LA PAIX DANS LES CŒURS

Pourquoi y a-t-il moins de violence et plus de paix? Pinker démontre de manière convaincante que c’est dû «à l’essor de la démocratie, aux échanges entre les peuples, à l’appartenance à des organisations internationales, au fait que la guerre ne suscite plus l’admiration, au respect croissant des droits de la personne, aux bienfaits de l’éducation et à l’influence accrue des femmes». Même si cette dernière reste encore insuffisante, ajoute-t-il.

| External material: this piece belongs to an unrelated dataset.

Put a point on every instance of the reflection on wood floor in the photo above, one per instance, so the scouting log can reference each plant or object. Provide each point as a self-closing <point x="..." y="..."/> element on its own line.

Il reste toujours du travail à faire pour que la paix gagne du terrain et perdure. On peut y œuvrer au sein des opérations de paix des Nations Unies, mais on peut surtout — et facilement! — travailler à la paix des cœurs, à ce que la paix se raffermisse dans son propre entourage en agissant avec prudence et en œuvrant à la conciliation. On peut encore travailler à être en paix avec soimême. Il ne sert jamais à rien de se tourmenter, s’engueuler, se déprécier, se détester. Il vaut mieux investir dans l’avenir: viser à être plus juste plutôt que se blâmer d’avoir été injuste, planifier des gestes de générosité plutôt que se morfondre d’avoir été égoïste, s’entraîner au respect des personnes plutôt que se flageller d’avoir été grossier. Travailler sur soi, c’est aussi travailler à la paix à laquelle tous les humains rêvent. Dans un texte qui a été maintes fois transformé et également mis en chanson, le poète et dramaturge Paul Fort a évoqué le rêve de paix qu’entretiennent tous les humains:

«Si toutes les filles du monde voulaient s’donner la main Tout autour de la mer, elles pourraient faire une ronde Si tous les gars du monde voulaient bien êtr’marins Ils f’raient avec leurs barques un joli pont sur l’onde. Alors on pourrait faire une ronde autour du monde Si tous les gens du monde voulaient s’donner la main.»